Kim assessed that the introduction of a cooling-off period of up to 30 days has reduced the frequency of sudden stock price crashes. He added that the increase in pre-disclosure of insider sales, even in a bullish market, has positive aspects for general investors by lessening sudden shocks and addressing information asymmetry. Additionally, it reduces suspicions of insider trading for the insiders themselves.
However, Kim pointed out that if the sale amount does not meet the 5 billion won threshold, there is no obligation for pre-disclosure, resulting in only post-sale disclosures. He highlighted that the system does not prevent all insider sales, leaving small and non-targeted transactions subject to market reactions only after the fact.

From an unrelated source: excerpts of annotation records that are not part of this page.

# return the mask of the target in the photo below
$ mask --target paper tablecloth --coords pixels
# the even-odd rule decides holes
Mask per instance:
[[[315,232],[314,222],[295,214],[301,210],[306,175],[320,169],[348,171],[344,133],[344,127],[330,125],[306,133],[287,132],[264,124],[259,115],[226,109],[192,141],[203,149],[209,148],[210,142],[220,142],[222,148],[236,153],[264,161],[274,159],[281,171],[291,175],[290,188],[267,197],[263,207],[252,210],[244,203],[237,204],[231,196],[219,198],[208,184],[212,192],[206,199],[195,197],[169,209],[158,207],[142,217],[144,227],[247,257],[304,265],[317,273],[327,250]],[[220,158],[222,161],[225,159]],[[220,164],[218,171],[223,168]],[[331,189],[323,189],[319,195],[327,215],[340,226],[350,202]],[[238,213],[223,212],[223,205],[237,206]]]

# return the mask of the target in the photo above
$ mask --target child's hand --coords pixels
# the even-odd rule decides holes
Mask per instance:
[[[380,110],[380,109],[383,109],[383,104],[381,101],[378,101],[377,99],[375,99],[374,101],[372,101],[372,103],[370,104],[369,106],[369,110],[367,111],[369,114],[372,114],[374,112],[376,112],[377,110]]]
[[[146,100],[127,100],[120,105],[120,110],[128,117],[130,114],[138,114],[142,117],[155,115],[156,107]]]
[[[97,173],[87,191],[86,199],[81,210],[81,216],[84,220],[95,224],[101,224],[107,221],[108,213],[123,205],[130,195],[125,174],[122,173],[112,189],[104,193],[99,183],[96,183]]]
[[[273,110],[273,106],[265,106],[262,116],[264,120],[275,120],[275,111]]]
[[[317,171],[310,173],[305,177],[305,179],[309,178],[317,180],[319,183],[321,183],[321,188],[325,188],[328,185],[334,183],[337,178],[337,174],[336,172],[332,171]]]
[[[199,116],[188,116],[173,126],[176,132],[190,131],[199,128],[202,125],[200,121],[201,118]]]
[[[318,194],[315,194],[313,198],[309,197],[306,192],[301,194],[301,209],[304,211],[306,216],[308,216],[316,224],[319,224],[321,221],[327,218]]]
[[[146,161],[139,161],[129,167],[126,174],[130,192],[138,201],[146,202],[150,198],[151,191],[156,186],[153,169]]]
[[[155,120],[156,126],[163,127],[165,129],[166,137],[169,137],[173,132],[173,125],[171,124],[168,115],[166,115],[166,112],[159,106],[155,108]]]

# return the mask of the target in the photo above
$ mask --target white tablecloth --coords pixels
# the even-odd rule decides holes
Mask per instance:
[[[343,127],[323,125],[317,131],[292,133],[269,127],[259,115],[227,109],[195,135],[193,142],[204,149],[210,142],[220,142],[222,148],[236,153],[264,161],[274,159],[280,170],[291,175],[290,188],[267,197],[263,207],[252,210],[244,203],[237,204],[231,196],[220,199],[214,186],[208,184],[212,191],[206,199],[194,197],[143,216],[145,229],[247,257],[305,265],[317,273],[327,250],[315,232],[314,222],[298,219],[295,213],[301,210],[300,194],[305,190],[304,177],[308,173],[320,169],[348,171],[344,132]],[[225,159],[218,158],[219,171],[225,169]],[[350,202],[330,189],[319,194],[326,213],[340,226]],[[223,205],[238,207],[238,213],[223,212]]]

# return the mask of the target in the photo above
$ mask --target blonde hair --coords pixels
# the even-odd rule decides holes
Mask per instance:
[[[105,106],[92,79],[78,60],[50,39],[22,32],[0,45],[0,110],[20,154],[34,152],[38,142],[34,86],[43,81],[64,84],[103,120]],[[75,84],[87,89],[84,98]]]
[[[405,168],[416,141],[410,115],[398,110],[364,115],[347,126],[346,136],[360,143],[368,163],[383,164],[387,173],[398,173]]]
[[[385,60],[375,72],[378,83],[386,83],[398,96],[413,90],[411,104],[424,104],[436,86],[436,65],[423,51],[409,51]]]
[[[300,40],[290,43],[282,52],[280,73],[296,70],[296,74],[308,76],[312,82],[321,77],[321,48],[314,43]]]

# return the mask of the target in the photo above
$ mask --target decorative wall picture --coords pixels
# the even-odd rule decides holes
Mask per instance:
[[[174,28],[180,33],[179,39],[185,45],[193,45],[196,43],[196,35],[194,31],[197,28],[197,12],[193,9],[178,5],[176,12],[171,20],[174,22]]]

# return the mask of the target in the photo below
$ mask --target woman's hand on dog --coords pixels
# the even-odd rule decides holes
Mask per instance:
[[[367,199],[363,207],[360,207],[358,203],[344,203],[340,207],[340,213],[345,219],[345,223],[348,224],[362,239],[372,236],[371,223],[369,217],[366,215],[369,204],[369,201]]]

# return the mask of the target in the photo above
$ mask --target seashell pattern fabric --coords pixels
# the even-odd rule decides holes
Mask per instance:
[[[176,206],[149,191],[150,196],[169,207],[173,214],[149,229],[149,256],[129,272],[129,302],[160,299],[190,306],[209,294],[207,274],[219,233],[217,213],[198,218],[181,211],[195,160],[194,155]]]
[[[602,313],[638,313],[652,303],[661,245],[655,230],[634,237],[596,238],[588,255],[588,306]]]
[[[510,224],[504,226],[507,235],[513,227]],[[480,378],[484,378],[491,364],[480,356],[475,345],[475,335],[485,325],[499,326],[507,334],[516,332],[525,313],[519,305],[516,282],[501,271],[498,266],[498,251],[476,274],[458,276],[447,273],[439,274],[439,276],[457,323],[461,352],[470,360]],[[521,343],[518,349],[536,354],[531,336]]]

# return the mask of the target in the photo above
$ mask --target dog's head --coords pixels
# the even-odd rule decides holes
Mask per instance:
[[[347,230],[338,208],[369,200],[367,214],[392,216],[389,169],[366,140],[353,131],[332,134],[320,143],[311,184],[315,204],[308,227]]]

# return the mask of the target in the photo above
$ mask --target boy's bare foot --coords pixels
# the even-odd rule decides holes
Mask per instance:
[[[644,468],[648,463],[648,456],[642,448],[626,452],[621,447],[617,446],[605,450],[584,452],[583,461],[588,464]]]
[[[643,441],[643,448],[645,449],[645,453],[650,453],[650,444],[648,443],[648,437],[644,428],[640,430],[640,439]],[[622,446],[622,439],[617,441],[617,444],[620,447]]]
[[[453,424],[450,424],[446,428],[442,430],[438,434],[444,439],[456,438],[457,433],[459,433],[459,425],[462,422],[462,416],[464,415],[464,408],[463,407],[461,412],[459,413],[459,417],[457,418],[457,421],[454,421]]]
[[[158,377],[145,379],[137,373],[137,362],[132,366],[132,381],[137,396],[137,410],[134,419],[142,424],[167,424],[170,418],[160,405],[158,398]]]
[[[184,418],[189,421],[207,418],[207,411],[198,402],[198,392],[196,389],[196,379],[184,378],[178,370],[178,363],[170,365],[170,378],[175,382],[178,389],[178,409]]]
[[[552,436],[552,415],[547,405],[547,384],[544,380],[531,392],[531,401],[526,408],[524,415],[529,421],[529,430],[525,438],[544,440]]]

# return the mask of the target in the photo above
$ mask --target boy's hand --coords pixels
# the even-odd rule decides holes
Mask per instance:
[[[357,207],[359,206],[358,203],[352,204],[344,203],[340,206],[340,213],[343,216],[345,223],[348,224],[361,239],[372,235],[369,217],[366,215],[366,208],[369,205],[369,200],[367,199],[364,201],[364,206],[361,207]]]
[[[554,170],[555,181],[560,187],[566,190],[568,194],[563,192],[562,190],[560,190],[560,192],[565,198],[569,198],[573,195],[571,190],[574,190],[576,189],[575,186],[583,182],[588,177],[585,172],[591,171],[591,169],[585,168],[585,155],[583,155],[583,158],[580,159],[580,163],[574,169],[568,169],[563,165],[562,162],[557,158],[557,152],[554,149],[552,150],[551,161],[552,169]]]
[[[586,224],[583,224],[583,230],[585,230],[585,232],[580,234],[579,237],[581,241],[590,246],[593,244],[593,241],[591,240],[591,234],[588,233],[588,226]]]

Experts emphasize that discussions are needed to eliminate these regulatory gaps while preserving the system's intent. There are calls to lower the pre-disclosure threshold from 5 billion won or to enhance monitoring based on cumulative trading volumes over a certain period. Additionally, there are suggestions to reform regulations to focus on actual owners to prevent 'split sales' or proxy trading using family members or associates.
A financial industry official stated, "Even with pre-disclosure, the signal of insider sales remains, which can still impact stock prices. However, it allows investors to recognize this in advance, increasing predictability and making it harder for insiders to trade at favorable times, thus enhancing market transparency and fairness."
* This article has been translated by AI.